张猛上前行礼,“主上。”
“嗯。”和天下信手端起茶盏。
“据线人情报,前几日,骆驼峰上鬼魅女已被诛杀,青菱烈……也果真现世了。”
和天下轻轻抿一口茶,问道:“那人是谁?”
“萧暮然。”
“萧暮然?”和天下皱眉细想,好像曾听说过这个名字。
张猛躬身续道:“此人年方二十,是玄德山庄的赏金猎人,五六年中猎杀多名目标,江湖人称‘雷厉侠客’。”
“哦?这般年轻?”和天下放下茶杯,起身缓步走到厅外,手扶围栏望向湖面。荷叶田田,清风微漾。
“主上可还记得,先前为一一续命输注内力的,也是此人。”
和天下恍然颔首。是了,那时还曾赞他内力精纯。
“后生可畏啊。”他轻轻一叹,转而语气微沉,“只是区区一个鬼魅女,竟能搅动整个江湖……怕是都为了青菱烈而来罢。”
“正是,江湖传言,鬼魅女与萧暮然似乎……”
“哼!”和天下冷笑。江湖之中,尔虞我诈,背信弃义之事他见得太多了,这背后定是有幕手布局。
张猛察言观色,低声问:“可需夺回青菱烈?”和天下摆摆手:“萧暮然若是正人君子,青菱烈在他手中,或许反能成一番事业。”
“是。”
“查!揪出骆驼峰背后始作俑者。”
“遵命。”张猛领命退下。
和天下目光远眺,忽然望见湖对岸的亭中,一个忙碌的身影。他眯眼细辨,那好像是……叶姑娘。
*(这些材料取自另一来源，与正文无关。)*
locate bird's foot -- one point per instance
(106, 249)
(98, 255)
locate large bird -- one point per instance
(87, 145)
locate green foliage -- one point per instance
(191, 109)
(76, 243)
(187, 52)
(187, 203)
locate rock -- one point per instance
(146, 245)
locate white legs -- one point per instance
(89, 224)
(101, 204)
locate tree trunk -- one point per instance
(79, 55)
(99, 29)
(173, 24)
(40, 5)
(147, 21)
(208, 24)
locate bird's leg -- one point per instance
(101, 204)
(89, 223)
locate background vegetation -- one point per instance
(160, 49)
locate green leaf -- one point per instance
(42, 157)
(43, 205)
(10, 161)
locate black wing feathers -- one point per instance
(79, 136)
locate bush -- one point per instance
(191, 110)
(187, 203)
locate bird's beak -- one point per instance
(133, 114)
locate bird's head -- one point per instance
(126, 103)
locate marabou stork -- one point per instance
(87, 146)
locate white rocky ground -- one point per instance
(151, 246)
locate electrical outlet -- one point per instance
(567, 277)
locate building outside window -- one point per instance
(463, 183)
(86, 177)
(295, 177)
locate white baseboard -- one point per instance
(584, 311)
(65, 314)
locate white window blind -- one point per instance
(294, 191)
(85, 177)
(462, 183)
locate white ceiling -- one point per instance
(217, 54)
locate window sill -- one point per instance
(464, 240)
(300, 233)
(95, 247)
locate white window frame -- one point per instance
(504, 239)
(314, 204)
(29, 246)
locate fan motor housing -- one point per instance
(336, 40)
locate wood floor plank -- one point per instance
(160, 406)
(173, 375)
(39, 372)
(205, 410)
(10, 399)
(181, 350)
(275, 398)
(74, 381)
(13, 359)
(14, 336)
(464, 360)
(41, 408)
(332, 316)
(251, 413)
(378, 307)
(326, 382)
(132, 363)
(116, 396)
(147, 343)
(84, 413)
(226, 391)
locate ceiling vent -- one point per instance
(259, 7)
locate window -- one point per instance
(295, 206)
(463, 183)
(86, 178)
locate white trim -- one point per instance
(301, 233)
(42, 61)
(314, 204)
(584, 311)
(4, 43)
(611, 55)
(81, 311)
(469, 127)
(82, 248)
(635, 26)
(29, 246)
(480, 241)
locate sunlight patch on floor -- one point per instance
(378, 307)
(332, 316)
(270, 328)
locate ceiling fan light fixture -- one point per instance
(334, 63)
叶吟片刻不敢耽搁,此刻确在亭中煎药。今日暑热,炉火烘烤,她额前鬓角早已汉湿,却顾不得擦拭,只凝神守着药罐,轻轻扇火,徐徐搅动。整整一个时辰,汤药方成。
她将药汁倒入碗中,怕散了药性,匆匆端往主厅。和天下静立廊下,望着她一路疾走而来。
得到跟前,叶吟双颊通红,汗珠沿颊边滚落,气息仍有些不稳:“曲老爷,该用药了。”
侍者阿青上前接过药碗,小心奉至和天下面前。和天下看着那浓褐的汤药,眉头微皱,并未伸手。
叶吟却从旁取来一小盏栀子花蜜,声音轻柔:“曲老爷,您先含一勺花蜜,再一口气将药饮尽,随后再服一勺蜜,便不觉苦,只是甘甜满口。”
和天下仍显迟疑。
叶吟却不等待,径自舀起一汤勺蜜,递至他唇边,目光温柔却坚持:“张嘴。”
一旁阿青倒抽一口气,睁大眼睛,心中大骇:真是大白天的撞见鬼了!这丫头竟敢这般对主上说话!张嘴准备训斥。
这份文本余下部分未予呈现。